Como cada día en que debo oírlo, suena el terrible timbre del despertador para anunciar que debo levantarme. Trato de no entrar en pánico tan temprano, pues sé que, aunque yo lo he intentado, no puedo (no quiero) escapar de la rutina, de abrir los ojos unos minutos antes de que tuviera que hacerlo, de imaginar lo que vendrá: el silencio en el departamento antes de las seis de la mañana, la luz tenue que penetra sin placer, el ruido en ascenso de los vehículos, y la anticipación de que, una vez más, saldré a vender lo que me pidan.
Sí, porque a eso me dedico, o de eso vivo, no lo sé, de vender productos farmacéuticos para un laboratorio farmacéutico internacional, de mucho prestigio. Cuando se lo cuento a la gente, admiran que tal empresa me haya dado un empleo, y mis padres se sienten orgullosos de que tras mi divorcio pueda mantenernos a mí y a mi hijo, a pesar de haberme persuadido para que permaneciera casada con aquel hombre que siempre decía que me acariciaba, aunque a veces fuera con violencia.
Antes de despertar a mi hijo para vestirlo y pasar a dejárselo a mi madre, tengo que realizar otro ritual: el de acomodar todo lo que ocuparé durante el día en mi maleta de vendedora. Se trata de llenarla de muestra médica y folletos promocionales, que describen lo que los medicamentos le hacen al cuerpo tras lo observado en estudios clínicos, donde lo someten a pruebas para ver qué tanto lo curan, y qué tanto lo dañan. Una vez llena, la maleta me acompaña todo el día, se vuelve parte de mí, y caminamos juntas dentro de clínicas y consultorios, para tratar de convencer a los médicos de que mi producto es mejor que el resto para curar el insomnio. Yo misma lo he tomado cuando no puedo dormir, y eso me da la seguridad de que funciona, pues me provoca un sueño profundo del que casi siempre despierto sintiéndome un poco mejor, a pesar de los mareos y la ocasional náusea que me obliga a devolverlo todo.
Mi jefe, el supervisor de vendedores, siempre está atento a lo que hago, desde lejos. Con la tecnología, los celulares, y sus aplicaciones de geolocalización, me pide que le mande audios reportando mis avances, fotos de los consultorios que visito, y hasta videos de cómo acomodo mi maleta, que siempre debe estar llena al inicio del día porque, al final, debe quedar vacía. Él siempre lo subraya, lo pone en negritas cuando me habla, y me dice que debo llevar todo para vender, para satisfacer a los médicos, y motivarlos a que prescriban mi producto y no los otros, a que los pacientes duerman conmigo y no con ellos, porque esa es mi labor, hacerlos dormir pero sin soñar, dejar que el cerebro se apague unas horas y se vacíe, como mi maleta.
También él, mi supervisor, me pide que me vista bien, porque me asignaron una zona donde la mayoría de los médicos son hombres. No me lo dice así, tan explícitamente, sino que alude a mi cuerpo para decirme que lo luzca, porque merece ser observado, deseado.
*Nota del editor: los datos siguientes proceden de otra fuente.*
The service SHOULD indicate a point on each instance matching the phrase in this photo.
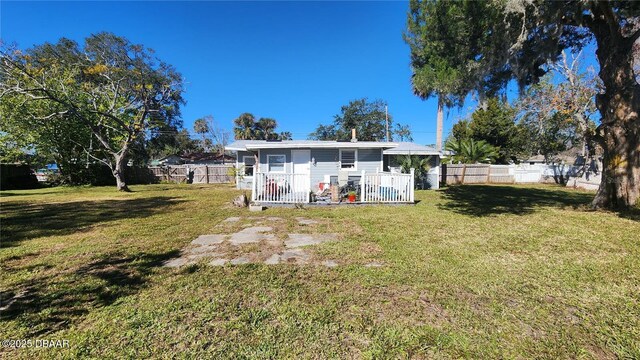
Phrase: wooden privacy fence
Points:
(506, 174)
(196, 174)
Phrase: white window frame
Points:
(244, 165)
(355, 160)
(284, 163)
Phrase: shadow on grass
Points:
(23, 220)
(46, 304)
(485, 200)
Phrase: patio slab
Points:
(297, 256)
(305, 221)
(298, 240)
(240, 260)
(218, 262)
(329, 263)
(209, 239)
(273, 259)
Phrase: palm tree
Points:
(470, 151)
(244, 127)
(420, 165)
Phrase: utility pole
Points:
(386, 118)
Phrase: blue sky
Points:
(297, 62)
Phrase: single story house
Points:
(324, 162)
(393, 156)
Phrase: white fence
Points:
(280, 188)
(571, 175)
(286, 188)
(387, 187)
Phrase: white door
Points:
(301, 160)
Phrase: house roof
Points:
(407, 148)
(244, 145)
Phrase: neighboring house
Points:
(208, 158)
(167, 160)
(195, 159)
(322, 162)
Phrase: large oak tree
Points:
(516, 39)
(110, 88)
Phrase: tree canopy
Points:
(97, 99)
(368, 118)
(246, 127)
(502, 40)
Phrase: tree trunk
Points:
(439, 124)
(118, 173)
(619, 132)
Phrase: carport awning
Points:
(407, 148)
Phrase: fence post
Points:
(362, 187)
(412, 185)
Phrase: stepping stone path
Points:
(374, 264)
(303, 221)
(329, 263)
(208, 239)
(212, 246)
(298, 240)
(252, 234)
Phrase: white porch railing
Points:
(280, 188)
(295, 188)
(387, 187)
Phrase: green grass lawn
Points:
(471, 272)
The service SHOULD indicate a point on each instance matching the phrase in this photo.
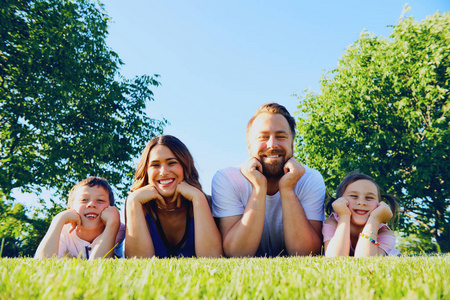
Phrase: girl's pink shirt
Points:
(387, 242)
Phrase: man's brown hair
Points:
(273, 108)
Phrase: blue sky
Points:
(220, 60)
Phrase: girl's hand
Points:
(146, 194)
(186, 190)
(382, 213)
(340, 207)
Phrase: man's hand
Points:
(382, 213)
(252, 170)
(293, 171)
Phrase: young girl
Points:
(356, 227)
(167, 214)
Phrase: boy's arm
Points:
(49, 245)
(111, 217)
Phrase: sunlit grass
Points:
(420, 277)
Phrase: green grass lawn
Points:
(419, 277)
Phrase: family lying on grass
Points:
(269, 206)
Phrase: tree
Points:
(384, 111)
(65, 110)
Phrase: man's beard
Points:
(274, 169)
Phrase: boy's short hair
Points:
(92, 181)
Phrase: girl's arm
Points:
(339, 245)
(208, 242)
(366, 247)
(138, 242)
(49, 245)
(111, 217)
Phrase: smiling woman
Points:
(167, 213)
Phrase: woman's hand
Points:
(187, 191)
(382, 213)
(146, 194)
(340, 207)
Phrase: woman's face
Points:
(362, 196)
(165, 172)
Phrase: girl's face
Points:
(165, 172)
(362, 196)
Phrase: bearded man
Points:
(272, 205)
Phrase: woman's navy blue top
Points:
(185, 248)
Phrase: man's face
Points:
(270, 141)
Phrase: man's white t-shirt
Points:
(231, 191)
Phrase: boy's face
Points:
(89, 203)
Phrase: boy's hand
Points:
(340, 207)
(293, 171)
(110, 215)
(70, 216)
(382, 213)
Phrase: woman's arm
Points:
(208, 241)
(138, 242)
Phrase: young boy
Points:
(90, 228)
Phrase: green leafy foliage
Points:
(384, 111)
(66, 112)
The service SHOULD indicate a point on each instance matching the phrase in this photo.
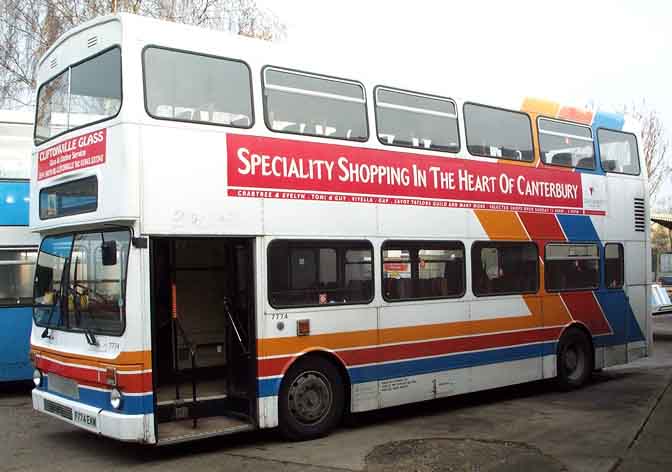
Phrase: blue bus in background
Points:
(18, 247)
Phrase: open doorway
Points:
(203, 336)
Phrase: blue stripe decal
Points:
(604, 119)
(131, 405)
(271, 387)
(578, 228)
(618, 311)
(614, 303)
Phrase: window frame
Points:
(320, 244)
(622, 266)
(202, 54)
(600, 275)
(466, 131)
(104, 229)
(69, 69)
(639, 160)
(419, 245)
(485, 242)
(39, 198)
(581, 138)
(418, 94)
(33, 249)
(316, 76)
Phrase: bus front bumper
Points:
(123, 427)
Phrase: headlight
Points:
(37, 377)
(116, 398)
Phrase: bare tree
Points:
(655, 145)
(29, 27)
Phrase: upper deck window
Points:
(82, 94)
(69, 198)
(618, 152)
(502, 134)
(15, 149)
(314, 105)
(412, 120)
(566, 144)
(185, 86)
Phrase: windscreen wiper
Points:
(90, 337)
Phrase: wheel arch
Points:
(332, 358)
(577, 326)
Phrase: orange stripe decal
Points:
(124, 361)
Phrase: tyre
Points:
(311, 399)
(575, 359)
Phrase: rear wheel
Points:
(575, 359)
(311, 400)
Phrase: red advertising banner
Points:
(261, 167)
(76, 153)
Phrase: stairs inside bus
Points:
(204, 373)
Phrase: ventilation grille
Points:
(640, 215)
(58, 409)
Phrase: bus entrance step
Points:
(183, 430)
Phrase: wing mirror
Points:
(109, 249)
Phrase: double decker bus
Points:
(236, 238)
(18, 246)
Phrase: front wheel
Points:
(575, 360)
(311, 400)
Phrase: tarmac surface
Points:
(621, 421)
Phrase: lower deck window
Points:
(572, 267)
(613, 265)
(314, 273)
(70, 198)
(502, 268)
(421, 270)
(16, 277)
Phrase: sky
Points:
(607, 53)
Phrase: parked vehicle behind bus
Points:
(234, 237)
(18, 246)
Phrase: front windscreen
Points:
(80, 282)
(80, 95)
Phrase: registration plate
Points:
(63, 386)
(84, 419)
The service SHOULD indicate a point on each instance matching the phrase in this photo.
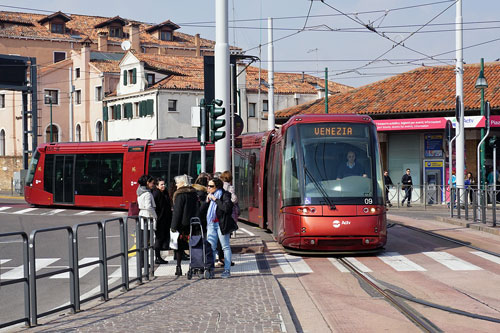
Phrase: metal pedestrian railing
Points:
(144, 267)
(462, 202)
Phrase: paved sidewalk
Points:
(242, 303)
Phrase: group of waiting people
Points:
(211, 198)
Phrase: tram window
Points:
(99, 174)
(48, 173)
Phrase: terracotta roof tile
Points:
(426, 89)
(290, 83)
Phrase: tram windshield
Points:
(331, 164)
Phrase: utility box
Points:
(19, 181)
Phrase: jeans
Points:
(214, 233)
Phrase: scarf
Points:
(211, 214)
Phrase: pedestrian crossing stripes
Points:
(451, 261)
(400, 263)
(246, 263)
(487, 256)
(24, 211)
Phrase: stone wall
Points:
(9, 165)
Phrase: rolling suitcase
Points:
(201, 257)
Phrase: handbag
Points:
(133, 209)
(174, 237)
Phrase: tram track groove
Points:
(420, 321)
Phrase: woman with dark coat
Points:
(164, 213)
(186, 206)
(220, 223)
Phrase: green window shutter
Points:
(142, 108)
(118, 111)
(150, 104)
(105, 113)
(128, 110)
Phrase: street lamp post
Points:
(49, 97)
(482, 84)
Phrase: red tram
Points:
(294, 181)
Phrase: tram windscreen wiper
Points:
(320, 189)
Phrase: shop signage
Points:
(413, 124)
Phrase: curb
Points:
(471, 225)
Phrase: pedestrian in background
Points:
(186, 206)
(407, 187)
(147, 207)
(470, 182)
(227, 179)
(387, 183)
(220, 223)
(163, 221)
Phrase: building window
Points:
(78, 97)
(172, 105)
(55, 134)
(59, 56)
(251, 109)
(2, 143)
(98, 94)
(98, 131)
(166, 35)
(151, 79)
(57, 28)
(78, 133)
(265, 105)
(50, 96)
(136, 109)
(116, 32)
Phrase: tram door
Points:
(179, 164)
(63, 179)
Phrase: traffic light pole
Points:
(203, 136)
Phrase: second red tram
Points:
(296, 181)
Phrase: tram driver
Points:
(351, 168)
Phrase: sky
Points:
(359, 41)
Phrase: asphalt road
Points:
(52, 252)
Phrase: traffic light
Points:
(215, 112)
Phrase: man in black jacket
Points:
(407, 186)
(387, 183)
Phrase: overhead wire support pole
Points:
(222, 84)
(460, 142)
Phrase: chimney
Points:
(135, 40)
(197, 44)
(102, 41)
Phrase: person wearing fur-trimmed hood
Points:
(186, 206)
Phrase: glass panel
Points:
(337, 160)
(32, 168)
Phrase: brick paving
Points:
(250, 302)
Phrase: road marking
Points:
(81, 272)
(18, 272)
(400, 263)
(335, 262)
(53, 212)
(486, 256)
(246, 231)
(85, 212)
(291, 264)
(451, 261)
(27, 210)
(356, 263)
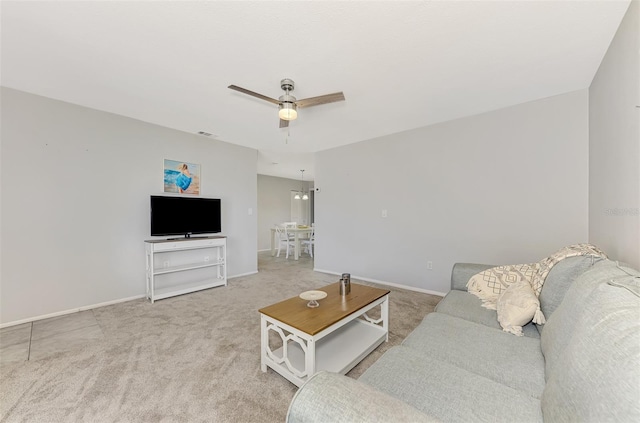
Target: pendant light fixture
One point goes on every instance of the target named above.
(305, 196)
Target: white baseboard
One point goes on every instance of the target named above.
(90, 307)
(395, 285)
(70, 311)
(242, 274)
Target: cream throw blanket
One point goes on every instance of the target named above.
(489, 284)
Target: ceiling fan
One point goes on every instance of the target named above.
(288, 104)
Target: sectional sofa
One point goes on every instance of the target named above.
(459, 365)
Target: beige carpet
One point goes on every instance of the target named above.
(185, 359)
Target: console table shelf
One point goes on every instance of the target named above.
(200, 261)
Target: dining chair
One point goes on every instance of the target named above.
(290, 225)
(283, 239)
(309, 243)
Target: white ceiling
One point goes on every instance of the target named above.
(401, 65)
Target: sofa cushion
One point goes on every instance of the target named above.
(596, 376)
(469, 307)
(329, 397)
(496, 355)
(560, 278)
(448, 392)
(560, 327)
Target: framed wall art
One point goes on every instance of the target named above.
(181, 177)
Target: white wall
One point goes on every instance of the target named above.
(75, 202)
(508, 186)
(614, 145)
(274, 205)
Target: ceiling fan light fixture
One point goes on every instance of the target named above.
(288, 111)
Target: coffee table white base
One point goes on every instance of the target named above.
(339, 348)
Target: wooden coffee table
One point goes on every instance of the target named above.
(335, 336)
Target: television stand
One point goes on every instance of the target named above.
(184, 265)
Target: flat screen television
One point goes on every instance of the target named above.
(185, 215)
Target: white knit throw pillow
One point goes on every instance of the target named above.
(489, 284)
(517, 306)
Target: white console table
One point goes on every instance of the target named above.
(180, 266)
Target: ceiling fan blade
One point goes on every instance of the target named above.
(254, 94)
(322, 99)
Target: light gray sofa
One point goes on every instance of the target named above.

Así lo hace también con mis compañeros, a quienes les pide que usen saco y corbata, pues un hombre siempre debe ser formal y serio, y una mujer atractiva y coqueta, todo para vender, para venderse, en un entorno donde todo lo que se considera útil debe tener una ganancia, casi siempre económica.
Camino entre las calles calientes de concreto bajo el sol, con el sudor que cubre todo mi cuerpo y se escurre por debajo de mi ropa y entre mis manos, como si me limpiara del polvo de la monotonía, del polvo que cubre la superficie de mi maleta que, al fin, hoy no se quedó vacía. La dejé así, llena, mientras sueño con mi cuerpo desnudo y luminoso, frente al espejo.